Humor has always been essential to me. Or second nature to me. However it happened, communicating with people is much easier if you have a sense of humor. And it is really a universal thing that has no limits of age.
It must’ve been such a gift to have unlimited space with the column online. Of course I love the physical object better, but did you miss the surprise of the vertical format when you published it into a book?
At first, I was not enamored with the online format. But then I grew to love it. The computer screen lights the art and makes it shimmer. It becomes luminous. And the length gave me time to expand an idea. So now, even though I love the book, I am sorry it does not scroll.

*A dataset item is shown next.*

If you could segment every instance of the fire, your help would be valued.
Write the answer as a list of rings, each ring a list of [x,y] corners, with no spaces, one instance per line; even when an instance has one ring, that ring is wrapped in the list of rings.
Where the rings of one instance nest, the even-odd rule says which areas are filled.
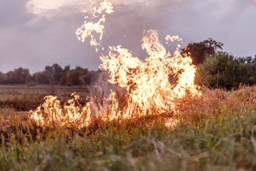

As a words and images person, I appreciate how you combine writing and drawing. Elements of Style proves beauty and brevity can coexist and I think it’s wonderful how you brought your imaginative storytelling to The Library Initiative. At heart, would you say you’re a writer who expresses herself through visual adjectives?
Absolutely. Having said that, I try to write as little as possible. I hope that a few words will express what I want to say. But I would not want to give up the drawing. They help each other. I can go back and forth in an expressive way and tell the story in different forms.